Billecart Salmon, Lallier and Gardet are some of the champagnes we serve at both Manchester House and The Church Green as these are the ones we think go great with food.
At Manchester House we will soon be holding an event with Billecart-Salmon to showcase the superb matching of fine food and champagne. Please get in touch for further information. @MCRHouse
Champagne is the most northerly wine region in France, and if you manage to track down one of the few still wines in the region (labelled Coteaux Champenois), you’ll realize what an inspired idea it was to introduce bubbles into these thin, tart, mean wines by allowing a secondary fermentation to occur in the bottle. Champagne is usually made from a blend of grapes sourced from different vineyards across this large region, and the varieties used are predominantly Chardonnay, Pinot Noir and Pinot Meunier.

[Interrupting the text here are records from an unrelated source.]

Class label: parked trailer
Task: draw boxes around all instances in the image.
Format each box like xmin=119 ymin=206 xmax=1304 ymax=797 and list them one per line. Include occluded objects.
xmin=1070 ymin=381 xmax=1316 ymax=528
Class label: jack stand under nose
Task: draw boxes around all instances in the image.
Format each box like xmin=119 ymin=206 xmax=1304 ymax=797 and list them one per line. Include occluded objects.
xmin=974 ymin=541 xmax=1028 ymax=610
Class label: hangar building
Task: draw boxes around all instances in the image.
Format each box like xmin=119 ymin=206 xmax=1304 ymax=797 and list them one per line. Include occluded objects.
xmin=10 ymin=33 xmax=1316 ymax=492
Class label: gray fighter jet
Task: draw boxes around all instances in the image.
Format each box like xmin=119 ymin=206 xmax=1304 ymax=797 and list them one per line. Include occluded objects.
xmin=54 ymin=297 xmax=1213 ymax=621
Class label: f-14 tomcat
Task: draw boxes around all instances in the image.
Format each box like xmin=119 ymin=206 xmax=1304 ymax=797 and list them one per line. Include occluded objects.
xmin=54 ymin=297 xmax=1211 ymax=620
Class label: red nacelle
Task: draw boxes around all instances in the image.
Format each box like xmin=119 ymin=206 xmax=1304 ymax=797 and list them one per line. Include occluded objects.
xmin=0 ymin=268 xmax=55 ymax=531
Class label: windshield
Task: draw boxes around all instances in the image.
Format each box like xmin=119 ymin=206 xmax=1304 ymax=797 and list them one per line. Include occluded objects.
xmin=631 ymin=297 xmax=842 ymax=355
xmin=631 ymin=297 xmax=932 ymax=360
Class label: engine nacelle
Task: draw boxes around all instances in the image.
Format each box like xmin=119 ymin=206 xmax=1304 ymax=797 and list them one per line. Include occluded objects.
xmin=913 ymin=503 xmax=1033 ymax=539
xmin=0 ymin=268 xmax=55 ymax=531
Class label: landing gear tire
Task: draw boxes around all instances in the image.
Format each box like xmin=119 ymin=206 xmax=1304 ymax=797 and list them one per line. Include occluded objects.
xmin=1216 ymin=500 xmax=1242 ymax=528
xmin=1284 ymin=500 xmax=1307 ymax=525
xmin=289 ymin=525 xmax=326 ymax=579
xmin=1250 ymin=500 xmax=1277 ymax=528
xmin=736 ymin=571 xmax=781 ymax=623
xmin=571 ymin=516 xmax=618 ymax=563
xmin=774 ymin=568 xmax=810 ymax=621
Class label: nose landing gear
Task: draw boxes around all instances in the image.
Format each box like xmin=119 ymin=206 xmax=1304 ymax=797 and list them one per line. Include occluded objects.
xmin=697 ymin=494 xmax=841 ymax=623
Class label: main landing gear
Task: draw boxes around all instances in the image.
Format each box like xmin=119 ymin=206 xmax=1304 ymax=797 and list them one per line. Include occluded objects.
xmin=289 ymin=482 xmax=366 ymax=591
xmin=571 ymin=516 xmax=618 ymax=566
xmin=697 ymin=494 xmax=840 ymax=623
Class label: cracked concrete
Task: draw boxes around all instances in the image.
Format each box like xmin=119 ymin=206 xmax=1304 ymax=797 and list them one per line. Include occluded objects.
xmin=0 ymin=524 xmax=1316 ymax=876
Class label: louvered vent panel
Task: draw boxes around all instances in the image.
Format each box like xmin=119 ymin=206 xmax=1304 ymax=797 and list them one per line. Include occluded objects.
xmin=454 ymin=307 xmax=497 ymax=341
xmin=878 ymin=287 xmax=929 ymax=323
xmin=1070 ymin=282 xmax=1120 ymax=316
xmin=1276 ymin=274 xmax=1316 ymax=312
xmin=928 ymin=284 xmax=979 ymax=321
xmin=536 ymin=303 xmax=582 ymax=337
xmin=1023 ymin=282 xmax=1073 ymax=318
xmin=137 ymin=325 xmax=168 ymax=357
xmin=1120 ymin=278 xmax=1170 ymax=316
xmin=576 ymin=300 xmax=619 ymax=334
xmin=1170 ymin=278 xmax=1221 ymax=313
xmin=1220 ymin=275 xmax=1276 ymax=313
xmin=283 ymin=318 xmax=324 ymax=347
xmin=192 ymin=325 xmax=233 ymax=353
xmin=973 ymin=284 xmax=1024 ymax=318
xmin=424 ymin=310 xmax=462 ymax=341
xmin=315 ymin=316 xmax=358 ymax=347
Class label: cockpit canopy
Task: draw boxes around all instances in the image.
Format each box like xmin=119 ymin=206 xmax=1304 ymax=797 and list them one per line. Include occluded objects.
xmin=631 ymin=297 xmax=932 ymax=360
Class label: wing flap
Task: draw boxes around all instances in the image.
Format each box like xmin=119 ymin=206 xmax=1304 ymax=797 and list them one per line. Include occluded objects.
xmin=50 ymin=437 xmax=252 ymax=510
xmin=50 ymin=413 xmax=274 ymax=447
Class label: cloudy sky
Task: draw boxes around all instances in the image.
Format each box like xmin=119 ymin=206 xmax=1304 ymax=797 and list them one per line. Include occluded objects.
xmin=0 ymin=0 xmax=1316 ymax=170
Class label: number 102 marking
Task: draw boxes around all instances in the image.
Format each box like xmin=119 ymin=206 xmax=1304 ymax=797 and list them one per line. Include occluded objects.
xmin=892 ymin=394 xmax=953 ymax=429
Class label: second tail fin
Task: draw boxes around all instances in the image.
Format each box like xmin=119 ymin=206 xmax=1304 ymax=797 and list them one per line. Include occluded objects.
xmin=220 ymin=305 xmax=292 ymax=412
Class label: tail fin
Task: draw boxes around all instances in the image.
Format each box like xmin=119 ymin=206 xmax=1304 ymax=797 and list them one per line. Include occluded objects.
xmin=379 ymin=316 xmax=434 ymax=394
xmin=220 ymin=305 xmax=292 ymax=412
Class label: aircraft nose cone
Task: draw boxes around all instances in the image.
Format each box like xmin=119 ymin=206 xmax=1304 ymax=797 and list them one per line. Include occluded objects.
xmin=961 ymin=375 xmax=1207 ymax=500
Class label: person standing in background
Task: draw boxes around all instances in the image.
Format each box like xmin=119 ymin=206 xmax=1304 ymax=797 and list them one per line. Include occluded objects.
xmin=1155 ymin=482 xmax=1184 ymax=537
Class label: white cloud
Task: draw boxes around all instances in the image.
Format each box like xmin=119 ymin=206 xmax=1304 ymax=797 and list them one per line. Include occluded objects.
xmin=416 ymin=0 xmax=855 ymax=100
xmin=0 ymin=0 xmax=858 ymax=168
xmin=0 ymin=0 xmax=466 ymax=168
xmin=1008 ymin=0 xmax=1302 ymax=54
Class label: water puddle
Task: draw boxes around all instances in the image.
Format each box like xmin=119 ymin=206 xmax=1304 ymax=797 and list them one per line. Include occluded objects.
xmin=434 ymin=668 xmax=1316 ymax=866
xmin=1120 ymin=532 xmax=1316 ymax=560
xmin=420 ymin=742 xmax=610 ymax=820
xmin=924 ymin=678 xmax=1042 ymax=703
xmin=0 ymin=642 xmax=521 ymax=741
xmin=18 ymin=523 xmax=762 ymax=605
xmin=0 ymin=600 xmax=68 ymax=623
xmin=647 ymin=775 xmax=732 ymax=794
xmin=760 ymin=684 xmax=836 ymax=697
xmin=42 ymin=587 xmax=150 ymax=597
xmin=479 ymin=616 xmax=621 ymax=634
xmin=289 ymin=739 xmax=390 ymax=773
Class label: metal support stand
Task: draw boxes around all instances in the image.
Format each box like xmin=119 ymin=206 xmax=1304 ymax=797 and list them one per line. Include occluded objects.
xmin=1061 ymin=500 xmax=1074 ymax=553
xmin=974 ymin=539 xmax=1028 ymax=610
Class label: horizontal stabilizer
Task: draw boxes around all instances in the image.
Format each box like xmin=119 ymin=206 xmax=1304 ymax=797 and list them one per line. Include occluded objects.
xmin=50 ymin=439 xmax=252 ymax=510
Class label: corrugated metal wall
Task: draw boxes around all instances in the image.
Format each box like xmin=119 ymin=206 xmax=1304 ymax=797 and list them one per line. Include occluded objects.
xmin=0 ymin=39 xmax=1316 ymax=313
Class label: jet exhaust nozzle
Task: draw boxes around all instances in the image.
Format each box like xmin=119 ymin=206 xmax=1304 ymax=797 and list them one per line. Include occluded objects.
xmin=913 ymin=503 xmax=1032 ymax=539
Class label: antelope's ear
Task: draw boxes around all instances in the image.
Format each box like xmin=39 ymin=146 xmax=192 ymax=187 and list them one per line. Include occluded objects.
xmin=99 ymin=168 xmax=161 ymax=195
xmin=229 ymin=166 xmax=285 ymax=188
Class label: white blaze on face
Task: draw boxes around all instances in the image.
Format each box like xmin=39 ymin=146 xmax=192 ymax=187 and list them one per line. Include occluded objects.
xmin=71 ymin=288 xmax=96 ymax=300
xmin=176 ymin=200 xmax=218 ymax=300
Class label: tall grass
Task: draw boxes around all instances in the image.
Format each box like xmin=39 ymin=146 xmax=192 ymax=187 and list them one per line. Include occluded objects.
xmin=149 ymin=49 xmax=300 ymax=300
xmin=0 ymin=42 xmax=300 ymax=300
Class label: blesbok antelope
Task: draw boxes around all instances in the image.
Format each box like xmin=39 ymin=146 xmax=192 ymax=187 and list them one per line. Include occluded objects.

Although you’d be forgiven for thinking that Champagne is all about image, once you get away from the often-unimpressive inexpensive Champagnes and sample the vintage-dated examples from quality-minded producers, you’ll see what all the fuss is about. Three quarters of all Champagne sold is designated as ‘non-vintage’: this is a blend vintage and can vary widely in quality depending on the producer.
Champagne from a single vintage is designated ‘vintage’, and is produced in lower quantities and only in the better years, so it is usually much higher quality.